The Cost of Doing Business
In 1948, the economy tanked and values went down per Sq. Ft. Business was all just a matter of adjusting to the needs of society. Myrle, Max and Jim Snodgrass started building in commercial construction.
The costs were much different back when the Snodgrass family first began construction; general labor wages were .25c/hour, a Carpenter made .50c/hour, Superintendent at .75c/hour, and a Foreman at $1/day more than a Laborer. The cost of construction was billed out at $15-$20 per Sq. Ft!

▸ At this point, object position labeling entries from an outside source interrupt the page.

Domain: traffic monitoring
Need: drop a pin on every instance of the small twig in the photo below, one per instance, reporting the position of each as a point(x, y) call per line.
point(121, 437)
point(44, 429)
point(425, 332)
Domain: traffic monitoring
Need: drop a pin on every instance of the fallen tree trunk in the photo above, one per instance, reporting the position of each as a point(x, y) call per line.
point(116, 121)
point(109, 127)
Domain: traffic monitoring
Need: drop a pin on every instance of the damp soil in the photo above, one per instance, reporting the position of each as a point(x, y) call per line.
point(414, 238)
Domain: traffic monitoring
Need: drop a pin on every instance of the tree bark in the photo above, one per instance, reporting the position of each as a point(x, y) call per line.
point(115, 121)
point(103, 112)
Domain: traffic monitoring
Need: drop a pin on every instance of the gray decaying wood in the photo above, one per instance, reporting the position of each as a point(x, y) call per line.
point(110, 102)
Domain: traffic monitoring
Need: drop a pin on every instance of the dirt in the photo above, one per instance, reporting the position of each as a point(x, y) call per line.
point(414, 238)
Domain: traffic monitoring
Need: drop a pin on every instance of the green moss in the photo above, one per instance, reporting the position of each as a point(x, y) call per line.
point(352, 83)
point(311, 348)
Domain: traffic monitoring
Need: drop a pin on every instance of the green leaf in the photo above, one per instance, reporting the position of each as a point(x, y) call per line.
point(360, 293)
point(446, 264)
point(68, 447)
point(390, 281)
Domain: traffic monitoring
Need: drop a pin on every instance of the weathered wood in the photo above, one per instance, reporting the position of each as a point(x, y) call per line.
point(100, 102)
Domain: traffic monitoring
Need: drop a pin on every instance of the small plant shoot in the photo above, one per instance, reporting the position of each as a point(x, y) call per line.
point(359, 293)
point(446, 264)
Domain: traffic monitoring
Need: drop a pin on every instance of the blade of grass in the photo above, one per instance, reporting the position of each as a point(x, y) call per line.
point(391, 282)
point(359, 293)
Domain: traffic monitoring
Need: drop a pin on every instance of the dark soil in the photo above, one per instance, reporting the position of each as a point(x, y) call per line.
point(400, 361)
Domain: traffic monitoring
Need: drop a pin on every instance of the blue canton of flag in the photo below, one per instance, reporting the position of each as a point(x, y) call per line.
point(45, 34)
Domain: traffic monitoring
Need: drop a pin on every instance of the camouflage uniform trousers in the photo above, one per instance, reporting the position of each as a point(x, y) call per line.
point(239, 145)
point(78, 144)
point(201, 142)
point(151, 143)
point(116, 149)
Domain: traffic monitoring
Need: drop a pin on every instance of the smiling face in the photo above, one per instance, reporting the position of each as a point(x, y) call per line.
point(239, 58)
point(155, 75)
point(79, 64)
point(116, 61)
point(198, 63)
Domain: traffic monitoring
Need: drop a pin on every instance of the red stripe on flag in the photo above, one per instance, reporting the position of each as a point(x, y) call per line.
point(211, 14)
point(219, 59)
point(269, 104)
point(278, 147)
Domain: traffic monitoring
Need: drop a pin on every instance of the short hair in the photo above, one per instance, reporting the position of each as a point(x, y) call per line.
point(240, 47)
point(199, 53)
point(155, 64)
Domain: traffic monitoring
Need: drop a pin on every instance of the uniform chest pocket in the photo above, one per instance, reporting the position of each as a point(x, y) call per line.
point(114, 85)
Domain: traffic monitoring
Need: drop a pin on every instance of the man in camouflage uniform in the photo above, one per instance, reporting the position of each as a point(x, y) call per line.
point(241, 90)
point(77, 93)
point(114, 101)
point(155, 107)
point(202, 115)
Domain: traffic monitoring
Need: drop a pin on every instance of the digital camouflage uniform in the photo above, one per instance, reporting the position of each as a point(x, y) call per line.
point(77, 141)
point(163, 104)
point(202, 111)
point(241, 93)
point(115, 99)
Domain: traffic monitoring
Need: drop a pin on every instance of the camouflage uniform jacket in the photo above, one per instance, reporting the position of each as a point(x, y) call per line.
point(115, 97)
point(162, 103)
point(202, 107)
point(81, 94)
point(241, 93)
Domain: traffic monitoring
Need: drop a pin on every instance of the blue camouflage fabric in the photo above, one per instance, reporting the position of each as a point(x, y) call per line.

The construction industry was continually shifting and Snodgrass adjusted their methods according to what was needed, what was available, and current pricing; finding new equipment to run the job more efficiently and adjusting with new materials. Jim said they found that concrete was a better method than asphalt, and the price of concrete affected a lot. They adjusted their additives and set times. This allowed the relationships with Boeing Company and McConnell Air Force Base to flourish with the ability to pour runways with fast setting concrete. Not only did they have solid contracts, but it continued lasting company relationships.
Facing Challenges and Moving Forward
Snodgrass made adjustments to staffing according to seasonal changes over time. There were anywhere from 10-20 staffed for paving work at McConnell AFB and Boeing to 90-100 employees at peak times. During the winter, Snodgrass generally had 60-70 employees working. Jim said the largest challenge they faced was the struggle to keep Superintendents. When they had notoriety of a large job well done, the competition would recruit them. Overall though, they kept going, in support from government contracts, which helped pay a decent wage. They didn’t have much trouble keeping the business going.